Washington: NASA’s Mars rover Curiosity is back in action, after engineers have fixed the software snag which put the robot on a precautionary ‘standby’ mode earlier this week.
“We expect to get back to sample-analysis science by the end of the week,” said Curiosity Mission Manager Jennifer Trosper of NASA’s Jet Propulsion Laboratory (JPL), Pasadena, California.
Curiosity went into a precautionary ‘safe mode’ on March 16, after being sidelined by a computer glitch for the second time in three weeks.
The safe-mode entry was triggered when a command file failed a size-check by the rover’s protective software. Engineers detected a software bug that appended an unrelated file to the file being checked, causing the size mismatch.
Engineers diagnosed the software issue and know how to prevent it from happening again, according to a JPL statement.
Next steps will include checking the rover’s active computer, the B-side computer, by commanding a preliminary free-space move of the arm.
The B-side computer was provided information last week about the position of the robotic arm, which was last moved by the redundant A-side computer.
The rover was switched from the A-side to the B-side by engineers on February 28 in response to a memory glitch on the A-side.
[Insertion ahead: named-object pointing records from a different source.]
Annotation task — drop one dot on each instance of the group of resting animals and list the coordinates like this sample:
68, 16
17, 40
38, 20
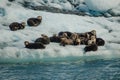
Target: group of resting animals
63, 38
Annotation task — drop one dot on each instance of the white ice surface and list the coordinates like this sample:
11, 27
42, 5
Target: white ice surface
12, 42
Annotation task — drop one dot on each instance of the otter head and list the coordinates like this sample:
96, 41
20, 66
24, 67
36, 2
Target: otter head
78, 41
65, 35
26, 43
93, 32
44, 36
23, 23
89, 42
39, 17
93, 38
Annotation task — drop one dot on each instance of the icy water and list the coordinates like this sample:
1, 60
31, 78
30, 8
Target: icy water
79, 70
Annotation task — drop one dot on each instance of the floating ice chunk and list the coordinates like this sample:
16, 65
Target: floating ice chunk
102, 5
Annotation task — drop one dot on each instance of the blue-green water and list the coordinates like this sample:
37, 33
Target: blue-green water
85, 70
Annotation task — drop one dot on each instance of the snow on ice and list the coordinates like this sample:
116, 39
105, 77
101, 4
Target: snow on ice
12, 42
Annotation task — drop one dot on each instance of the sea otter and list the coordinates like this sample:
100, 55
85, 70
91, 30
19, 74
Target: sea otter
44, 39
65, 41
100, 42
34, 45
91, 46
67, 32
16, 26
55, 38
34, 21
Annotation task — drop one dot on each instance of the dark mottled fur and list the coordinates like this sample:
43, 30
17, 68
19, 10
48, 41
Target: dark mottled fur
16, 26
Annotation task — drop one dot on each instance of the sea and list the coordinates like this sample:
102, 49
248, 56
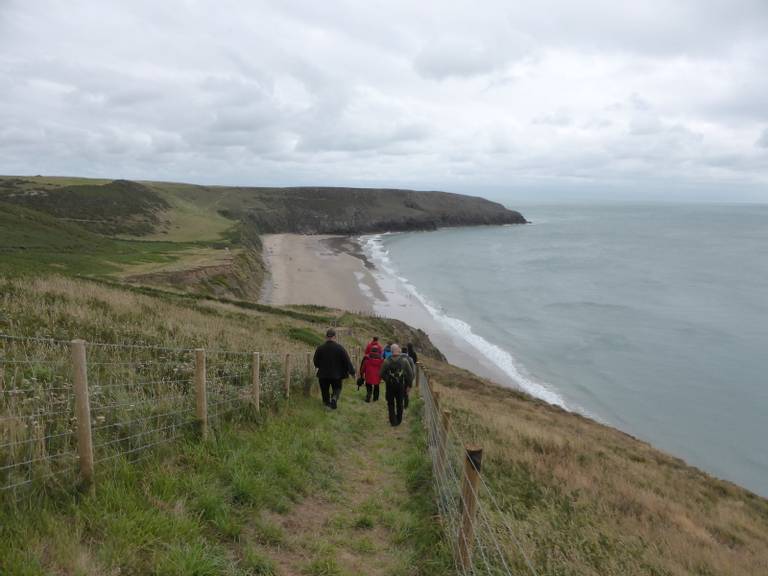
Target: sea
652, 318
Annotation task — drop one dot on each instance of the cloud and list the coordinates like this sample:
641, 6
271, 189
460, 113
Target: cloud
762, 141
428, 95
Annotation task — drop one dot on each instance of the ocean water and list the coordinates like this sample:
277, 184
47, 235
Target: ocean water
649, 318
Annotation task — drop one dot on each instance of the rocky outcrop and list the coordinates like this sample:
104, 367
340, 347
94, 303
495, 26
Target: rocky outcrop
358, 210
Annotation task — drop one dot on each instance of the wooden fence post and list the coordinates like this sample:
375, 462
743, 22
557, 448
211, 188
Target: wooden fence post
256, 381
308, 378
82, 411
287, 376
201, 400
472, 465
442, 440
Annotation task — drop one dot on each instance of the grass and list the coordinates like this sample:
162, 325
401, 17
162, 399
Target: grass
117, 207
584, 498
32, 243
182, 511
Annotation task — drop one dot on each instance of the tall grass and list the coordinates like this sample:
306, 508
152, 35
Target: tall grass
584, 498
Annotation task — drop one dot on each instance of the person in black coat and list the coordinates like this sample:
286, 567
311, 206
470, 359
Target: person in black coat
333, 365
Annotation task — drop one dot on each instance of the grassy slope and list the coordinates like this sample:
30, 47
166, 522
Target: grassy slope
588, 499
262, 497
584, 498
31, 241
227, 506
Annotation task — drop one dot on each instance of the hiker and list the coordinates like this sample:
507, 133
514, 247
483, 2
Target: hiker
333, 365
409, 353
374, 340
370, 368
397, 375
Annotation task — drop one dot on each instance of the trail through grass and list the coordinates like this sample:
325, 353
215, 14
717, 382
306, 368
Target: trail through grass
305, 492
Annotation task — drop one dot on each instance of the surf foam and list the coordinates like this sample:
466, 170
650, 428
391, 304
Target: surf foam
374, 248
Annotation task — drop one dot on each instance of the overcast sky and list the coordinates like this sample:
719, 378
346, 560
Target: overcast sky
521, 100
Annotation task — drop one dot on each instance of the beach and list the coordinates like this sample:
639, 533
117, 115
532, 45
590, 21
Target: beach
337, 272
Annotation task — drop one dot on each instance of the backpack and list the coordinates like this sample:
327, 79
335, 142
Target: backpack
398, 373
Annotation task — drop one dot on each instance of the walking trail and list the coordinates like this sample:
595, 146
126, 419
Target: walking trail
358, 522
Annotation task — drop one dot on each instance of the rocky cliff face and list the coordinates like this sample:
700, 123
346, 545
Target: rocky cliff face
356, 211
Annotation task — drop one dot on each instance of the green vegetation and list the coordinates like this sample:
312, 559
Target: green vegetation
118, 207
588, 499
33, 242
307, 491
276, 494
306, 335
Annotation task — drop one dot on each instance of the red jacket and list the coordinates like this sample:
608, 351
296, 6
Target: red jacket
369, 368
370, 345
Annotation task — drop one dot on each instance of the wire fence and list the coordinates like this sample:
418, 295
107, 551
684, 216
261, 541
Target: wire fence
477, 528
138, 397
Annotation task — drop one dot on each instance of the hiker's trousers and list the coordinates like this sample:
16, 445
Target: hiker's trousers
395, 394
326, 384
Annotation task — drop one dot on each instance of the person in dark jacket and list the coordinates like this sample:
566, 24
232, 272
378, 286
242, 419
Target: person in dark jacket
397, 375
409, 353
374, 342
333, 365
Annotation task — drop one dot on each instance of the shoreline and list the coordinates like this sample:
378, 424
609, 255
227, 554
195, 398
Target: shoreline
322, 270
335, 271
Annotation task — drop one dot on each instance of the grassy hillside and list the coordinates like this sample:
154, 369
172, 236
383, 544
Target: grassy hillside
33, 242
583, 498
197, 238
117, 207
588, 499
187, 212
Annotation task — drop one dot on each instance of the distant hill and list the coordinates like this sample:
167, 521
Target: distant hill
117, 207
312, 210
170, 209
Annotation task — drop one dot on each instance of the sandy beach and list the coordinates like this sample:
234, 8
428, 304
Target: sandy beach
334, 271
322, 270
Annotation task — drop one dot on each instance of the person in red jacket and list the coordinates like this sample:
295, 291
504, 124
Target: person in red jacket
374, 342
369, 369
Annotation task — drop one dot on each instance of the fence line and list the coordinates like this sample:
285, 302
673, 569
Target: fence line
478, 532
68, 407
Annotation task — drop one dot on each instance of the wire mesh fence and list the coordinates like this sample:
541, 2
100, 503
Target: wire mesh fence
138, 397
477, 528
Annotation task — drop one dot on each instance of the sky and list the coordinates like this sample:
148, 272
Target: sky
524, 101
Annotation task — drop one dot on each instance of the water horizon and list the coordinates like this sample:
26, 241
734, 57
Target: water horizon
647, 317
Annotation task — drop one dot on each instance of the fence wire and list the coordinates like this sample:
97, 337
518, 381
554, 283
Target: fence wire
490, 546
140, 397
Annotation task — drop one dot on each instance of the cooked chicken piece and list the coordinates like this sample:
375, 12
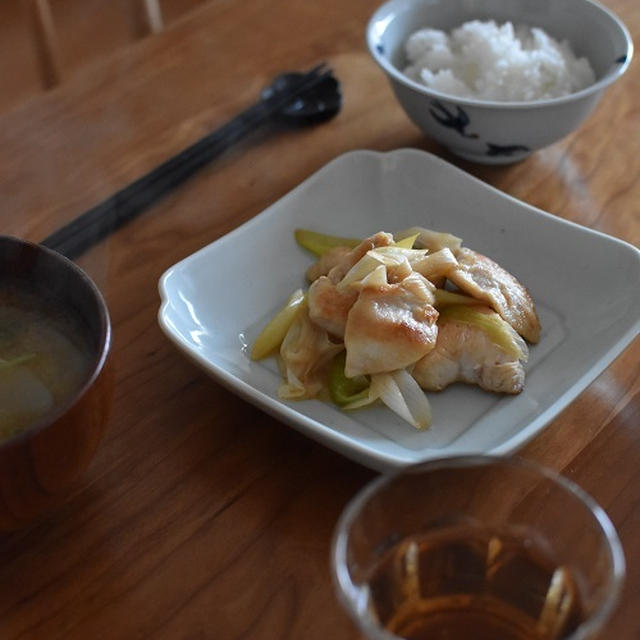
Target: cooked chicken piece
486, 280
328, 306
326, 262
390, 326
465, 353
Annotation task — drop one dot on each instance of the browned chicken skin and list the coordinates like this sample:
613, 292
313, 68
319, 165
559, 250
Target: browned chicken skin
482, 278
390, 327
466, 353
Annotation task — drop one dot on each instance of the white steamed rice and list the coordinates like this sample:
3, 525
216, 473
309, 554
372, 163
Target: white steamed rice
496, 62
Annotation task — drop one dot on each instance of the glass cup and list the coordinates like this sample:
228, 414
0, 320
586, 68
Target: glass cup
480, 547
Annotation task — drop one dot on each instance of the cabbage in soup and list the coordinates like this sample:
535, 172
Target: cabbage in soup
44, 358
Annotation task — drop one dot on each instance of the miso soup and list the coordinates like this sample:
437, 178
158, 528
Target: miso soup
44, 357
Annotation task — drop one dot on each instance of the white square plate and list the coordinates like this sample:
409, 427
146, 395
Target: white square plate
585, 285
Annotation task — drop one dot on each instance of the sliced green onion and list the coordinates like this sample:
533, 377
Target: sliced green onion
271, 337
343, 390
321, 243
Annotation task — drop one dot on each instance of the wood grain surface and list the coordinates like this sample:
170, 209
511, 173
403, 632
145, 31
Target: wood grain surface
202, 517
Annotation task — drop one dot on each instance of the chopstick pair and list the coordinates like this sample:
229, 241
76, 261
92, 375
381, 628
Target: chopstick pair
90, 227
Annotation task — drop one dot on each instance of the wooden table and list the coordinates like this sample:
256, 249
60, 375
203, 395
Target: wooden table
202, 517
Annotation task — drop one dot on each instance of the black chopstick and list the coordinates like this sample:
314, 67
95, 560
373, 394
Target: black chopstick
92, 226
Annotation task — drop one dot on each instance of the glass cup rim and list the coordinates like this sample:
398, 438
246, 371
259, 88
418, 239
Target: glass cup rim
348, 592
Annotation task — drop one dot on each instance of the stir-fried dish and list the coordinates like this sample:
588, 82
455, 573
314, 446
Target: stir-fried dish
389, 317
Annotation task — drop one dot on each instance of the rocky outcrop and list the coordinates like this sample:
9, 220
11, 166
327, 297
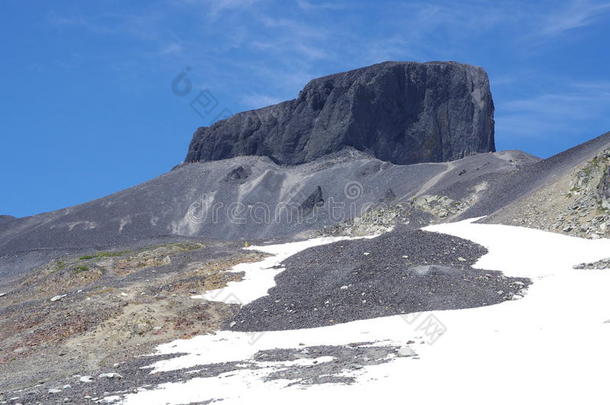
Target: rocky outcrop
402, 112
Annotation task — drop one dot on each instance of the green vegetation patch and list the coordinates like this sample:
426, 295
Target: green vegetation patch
100, 255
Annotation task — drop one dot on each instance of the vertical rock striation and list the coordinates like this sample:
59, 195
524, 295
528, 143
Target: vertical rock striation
401, 112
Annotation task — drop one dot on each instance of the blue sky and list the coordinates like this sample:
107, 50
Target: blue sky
88, 106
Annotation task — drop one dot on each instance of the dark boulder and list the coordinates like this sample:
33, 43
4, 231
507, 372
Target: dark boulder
402, 112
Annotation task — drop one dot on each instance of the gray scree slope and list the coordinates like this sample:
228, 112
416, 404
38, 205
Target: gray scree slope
400, 112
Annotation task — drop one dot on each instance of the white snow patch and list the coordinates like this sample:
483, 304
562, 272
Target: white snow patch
549, 347
259, 277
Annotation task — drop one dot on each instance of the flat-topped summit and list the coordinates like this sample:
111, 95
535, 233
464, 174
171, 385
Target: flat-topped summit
402, 112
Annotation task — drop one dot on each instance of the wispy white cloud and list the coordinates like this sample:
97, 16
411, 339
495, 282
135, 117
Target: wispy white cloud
308, 5
548, 114
576, 14
253, 101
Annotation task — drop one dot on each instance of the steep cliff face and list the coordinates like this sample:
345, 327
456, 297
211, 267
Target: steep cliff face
401, 112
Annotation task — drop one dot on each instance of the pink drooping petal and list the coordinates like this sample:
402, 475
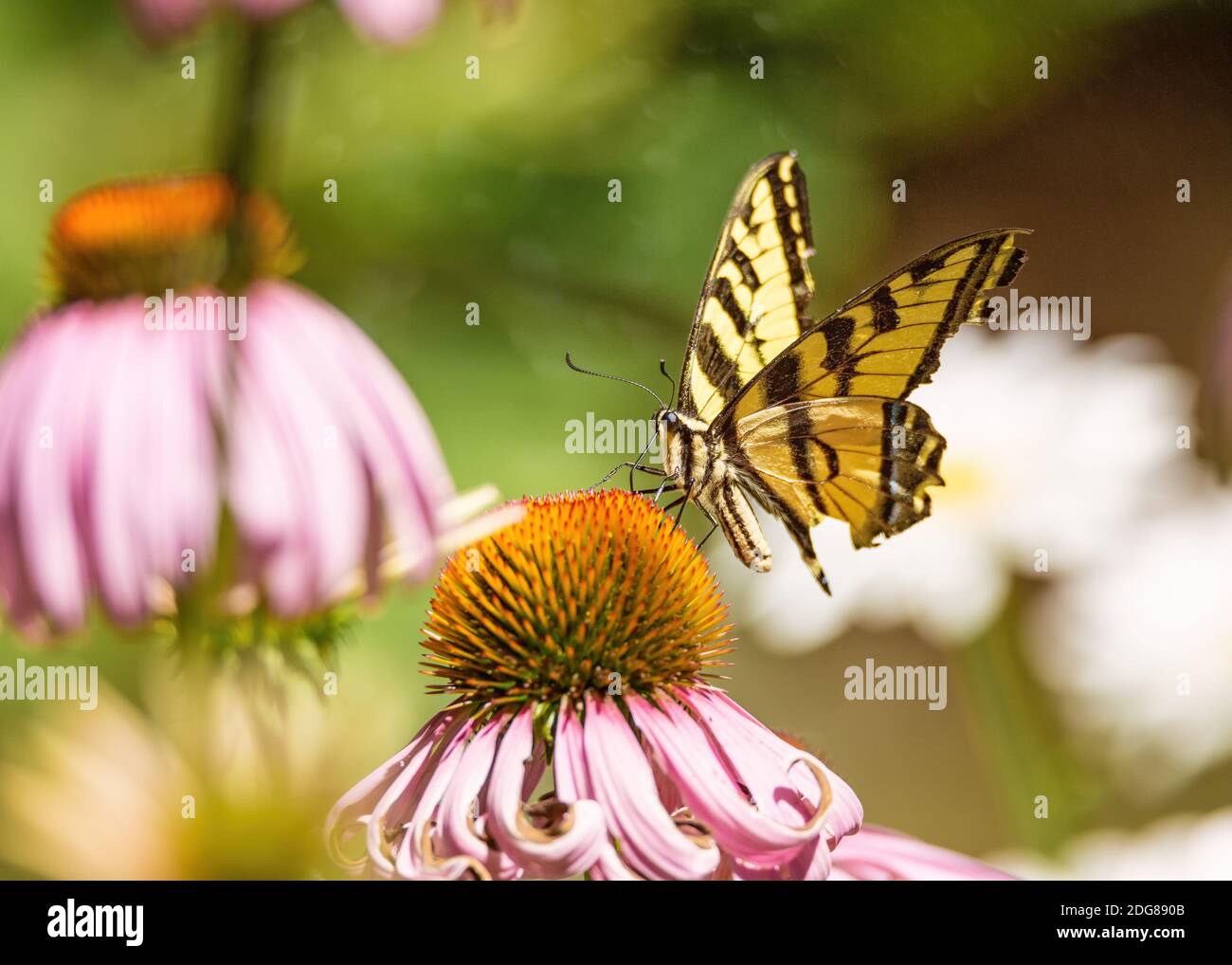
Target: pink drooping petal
362, 420
573, 785
419, 855
148, 467
160, 21
460, 821
737, 730
570, 846
881, 854
309, 522
266, 9
371, 796
392, 21
743, 828
621, 779
45, 569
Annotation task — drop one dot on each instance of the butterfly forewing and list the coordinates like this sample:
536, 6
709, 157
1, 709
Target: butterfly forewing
756, 290
809, 418
887, 340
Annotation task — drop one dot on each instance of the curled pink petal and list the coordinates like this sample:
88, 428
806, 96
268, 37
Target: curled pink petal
746, 738
881, 854
573, 838
392, 21
742, 828
461, 832
624, 783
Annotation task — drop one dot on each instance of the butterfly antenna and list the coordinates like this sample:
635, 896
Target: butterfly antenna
663, 368
568, 361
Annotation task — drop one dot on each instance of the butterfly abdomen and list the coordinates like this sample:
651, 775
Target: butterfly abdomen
731, 509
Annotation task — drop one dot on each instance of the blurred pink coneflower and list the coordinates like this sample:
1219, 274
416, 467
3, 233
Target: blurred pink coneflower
226, 447
385, 21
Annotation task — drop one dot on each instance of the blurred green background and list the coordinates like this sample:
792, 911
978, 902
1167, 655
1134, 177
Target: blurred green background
494, 191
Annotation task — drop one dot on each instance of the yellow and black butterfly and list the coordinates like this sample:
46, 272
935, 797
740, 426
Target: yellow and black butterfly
809, 418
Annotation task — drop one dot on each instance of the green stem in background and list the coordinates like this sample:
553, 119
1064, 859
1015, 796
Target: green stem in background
246, 107
245, 121
1024, 747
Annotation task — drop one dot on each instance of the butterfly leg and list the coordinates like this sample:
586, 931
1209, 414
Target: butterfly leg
800, 534
715, 526
682, 501
631, 466
666, 479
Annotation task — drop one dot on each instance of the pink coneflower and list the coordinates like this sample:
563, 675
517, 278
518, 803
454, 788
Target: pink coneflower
200, 459
579, 643
385, 21
881, 854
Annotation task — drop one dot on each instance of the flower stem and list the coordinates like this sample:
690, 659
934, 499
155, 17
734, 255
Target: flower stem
247, 106
245, 115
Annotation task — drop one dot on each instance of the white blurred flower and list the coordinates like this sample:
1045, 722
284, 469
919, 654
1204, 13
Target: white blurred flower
1051, 446
1181, 848
1140, 649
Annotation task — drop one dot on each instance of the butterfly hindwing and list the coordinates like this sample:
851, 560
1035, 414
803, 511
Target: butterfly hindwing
862, 460
887, 341
756, 290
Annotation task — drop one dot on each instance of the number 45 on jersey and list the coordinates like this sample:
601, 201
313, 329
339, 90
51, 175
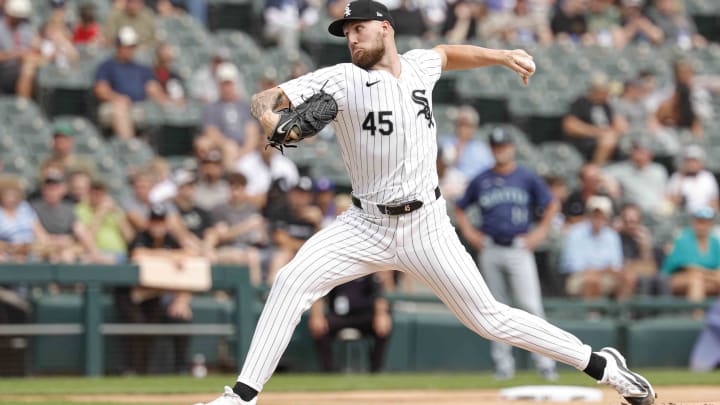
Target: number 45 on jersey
379, 121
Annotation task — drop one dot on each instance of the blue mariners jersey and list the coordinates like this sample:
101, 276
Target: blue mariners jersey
507, 202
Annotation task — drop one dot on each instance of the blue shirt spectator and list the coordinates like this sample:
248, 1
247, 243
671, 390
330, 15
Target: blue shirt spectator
472, 159
20, 227
591, 247
686, 252
507, 202
125, 77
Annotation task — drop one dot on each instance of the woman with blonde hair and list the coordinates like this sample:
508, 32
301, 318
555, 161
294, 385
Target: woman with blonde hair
20, 229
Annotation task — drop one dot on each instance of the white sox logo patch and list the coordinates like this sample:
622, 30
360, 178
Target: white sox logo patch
419, 98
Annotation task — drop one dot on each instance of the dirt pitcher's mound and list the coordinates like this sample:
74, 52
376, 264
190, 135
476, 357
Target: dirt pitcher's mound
686, 395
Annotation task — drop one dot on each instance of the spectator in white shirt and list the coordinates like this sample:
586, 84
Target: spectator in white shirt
262, 167
693, 187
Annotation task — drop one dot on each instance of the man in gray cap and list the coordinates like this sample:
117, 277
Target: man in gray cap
642, 181
692, 187
508, 197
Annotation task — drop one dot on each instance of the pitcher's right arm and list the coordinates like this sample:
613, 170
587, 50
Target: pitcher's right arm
264, 104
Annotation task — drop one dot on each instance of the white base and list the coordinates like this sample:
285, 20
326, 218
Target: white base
558, 393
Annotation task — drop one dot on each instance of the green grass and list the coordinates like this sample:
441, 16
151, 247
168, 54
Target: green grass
313, 382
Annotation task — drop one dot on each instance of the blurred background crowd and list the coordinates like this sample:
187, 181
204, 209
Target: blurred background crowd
126, 126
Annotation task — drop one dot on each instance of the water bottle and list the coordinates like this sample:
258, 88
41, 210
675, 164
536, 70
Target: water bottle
199, 370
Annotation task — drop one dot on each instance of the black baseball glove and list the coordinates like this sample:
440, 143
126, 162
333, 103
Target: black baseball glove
305, 120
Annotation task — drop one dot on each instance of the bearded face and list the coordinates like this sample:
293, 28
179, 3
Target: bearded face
368, 56
365, 42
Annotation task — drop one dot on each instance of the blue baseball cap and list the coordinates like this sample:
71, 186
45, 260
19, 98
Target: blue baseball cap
324, 184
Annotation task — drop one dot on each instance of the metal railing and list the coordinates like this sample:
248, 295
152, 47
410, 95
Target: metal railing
95, 278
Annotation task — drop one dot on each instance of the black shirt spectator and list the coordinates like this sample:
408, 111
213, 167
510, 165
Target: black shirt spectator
570, 19
145, 240
409, 21
356, 306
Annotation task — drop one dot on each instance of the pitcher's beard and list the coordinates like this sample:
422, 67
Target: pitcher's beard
369, 57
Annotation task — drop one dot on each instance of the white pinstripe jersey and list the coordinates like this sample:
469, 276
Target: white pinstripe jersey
385, 127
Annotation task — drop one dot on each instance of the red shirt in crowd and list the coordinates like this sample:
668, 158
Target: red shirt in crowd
86, 33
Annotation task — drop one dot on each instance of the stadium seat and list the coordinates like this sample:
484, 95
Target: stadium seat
131, 152
562, 158
661, 342
233, 14
444, 115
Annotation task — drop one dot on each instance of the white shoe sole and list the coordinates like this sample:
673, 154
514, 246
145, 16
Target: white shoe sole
622, 365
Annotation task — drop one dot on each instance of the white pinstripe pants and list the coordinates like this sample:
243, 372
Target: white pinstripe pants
422, 243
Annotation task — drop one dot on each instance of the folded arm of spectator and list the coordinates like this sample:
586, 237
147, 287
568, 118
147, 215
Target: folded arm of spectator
187, 239
575, 126
156, 93
104, 92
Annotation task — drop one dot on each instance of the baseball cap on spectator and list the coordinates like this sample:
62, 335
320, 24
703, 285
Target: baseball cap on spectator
500, 136
227, 72
158, 212
63, 130
183, 177
127, 37
324, 184
599, 81
222, 53
704, 213
213, 156
304, 184
632, 3
20, 9
98, 185
599, 203
237, 179
54, 176
361, 10
694, 152
641, 143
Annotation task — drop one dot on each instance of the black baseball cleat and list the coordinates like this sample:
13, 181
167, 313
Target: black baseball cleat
633, 387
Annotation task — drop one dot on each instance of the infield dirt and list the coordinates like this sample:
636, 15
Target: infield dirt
685, 395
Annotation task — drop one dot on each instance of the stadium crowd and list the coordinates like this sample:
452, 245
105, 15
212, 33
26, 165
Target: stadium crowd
244, 204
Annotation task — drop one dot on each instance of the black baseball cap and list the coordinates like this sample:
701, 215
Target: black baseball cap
500, 136
361, 10
157, 212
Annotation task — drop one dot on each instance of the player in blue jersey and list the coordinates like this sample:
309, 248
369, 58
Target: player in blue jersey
508, 197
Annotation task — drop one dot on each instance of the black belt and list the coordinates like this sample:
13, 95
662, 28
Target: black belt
504, 242
397, 209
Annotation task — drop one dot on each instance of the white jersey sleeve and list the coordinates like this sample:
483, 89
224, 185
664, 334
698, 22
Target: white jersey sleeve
428, 62
331, 79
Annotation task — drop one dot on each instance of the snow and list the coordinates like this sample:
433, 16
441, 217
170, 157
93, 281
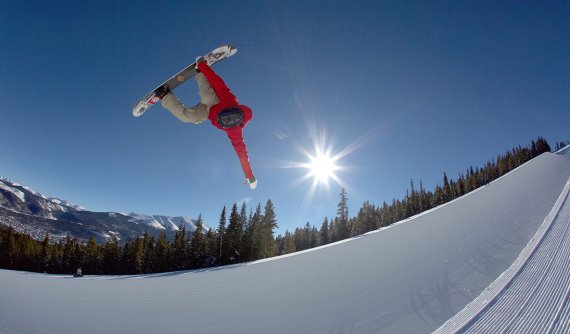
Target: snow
410, 277
18, 193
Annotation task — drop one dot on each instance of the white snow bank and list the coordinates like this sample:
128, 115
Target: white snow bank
409, 278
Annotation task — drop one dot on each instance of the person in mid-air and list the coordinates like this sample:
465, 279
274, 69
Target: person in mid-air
220, 106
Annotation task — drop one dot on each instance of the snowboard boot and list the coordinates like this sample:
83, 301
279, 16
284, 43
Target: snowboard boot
199, 60
162, 91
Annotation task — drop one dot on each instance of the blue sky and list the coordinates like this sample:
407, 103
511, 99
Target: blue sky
404, 89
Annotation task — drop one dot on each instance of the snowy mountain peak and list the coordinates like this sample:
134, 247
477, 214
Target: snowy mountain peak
30, 211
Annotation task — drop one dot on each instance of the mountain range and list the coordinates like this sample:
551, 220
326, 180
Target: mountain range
35, 214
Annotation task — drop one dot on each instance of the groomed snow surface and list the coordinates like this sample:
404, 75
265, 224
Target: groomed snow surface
495, 260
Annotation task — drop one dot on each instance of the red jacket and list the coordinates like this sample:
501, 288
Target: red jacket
227, 99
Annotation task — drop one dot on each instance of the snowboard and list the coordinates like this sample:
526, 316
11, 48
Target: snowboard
150, 99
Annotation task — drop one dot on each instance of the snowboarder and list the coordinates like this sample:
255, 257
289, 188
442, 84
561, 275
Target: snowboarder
220, 106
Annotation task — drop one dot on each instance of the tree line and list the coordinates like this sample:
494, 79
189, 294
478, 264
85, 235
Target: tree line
244, 236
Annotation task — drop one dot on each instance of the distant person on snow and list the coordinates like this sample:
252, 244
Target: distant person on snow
220, 106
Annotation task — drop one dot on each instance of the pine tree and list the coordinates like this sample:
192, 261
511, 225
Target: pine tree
343, 231
180, 249
268, 224
324, 232
162, 254
44, 255
197, 245
234, 234
210, 251
288, 244
221, 236
91, 257
252, 236
111, 257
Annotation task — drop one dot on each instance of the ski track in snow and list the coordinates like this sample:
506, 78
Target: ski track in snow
491, 255
533, 295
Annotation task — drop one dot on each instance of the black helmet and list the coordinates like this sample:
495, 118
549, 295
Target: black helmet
230, 117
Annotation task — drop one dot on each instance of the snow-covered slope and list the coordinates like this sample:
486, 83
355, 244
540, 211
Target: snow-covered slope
408, 278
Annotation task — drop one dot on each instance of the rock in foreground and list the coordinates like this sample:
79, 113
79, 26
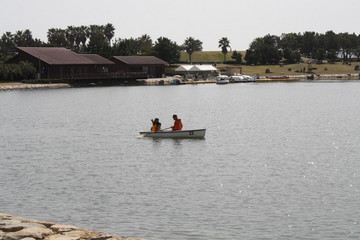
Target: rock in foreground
16, 228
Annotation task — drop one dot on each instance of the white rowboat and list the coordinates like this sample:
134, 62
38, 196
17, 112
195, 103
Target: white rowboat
196, 133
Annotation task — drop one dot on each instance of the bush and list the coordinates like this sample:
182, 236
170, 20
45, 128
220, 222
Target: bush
16, 72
The A-side now is available as a back-up if needed.
However, Curiosity only has about two weeks to continue analysing the drill sample it recently collected from a Yellowknife Bay rock, before it is forced to take another break.
Beginning April 4, all commands to the rover will be suspended for four weeks due to solar system geometry of Mars passing nearly directly behind the Sun from Earth’s perspective.
The suspension is a precaution against interference by the Sun corrupting a command sent to the rover.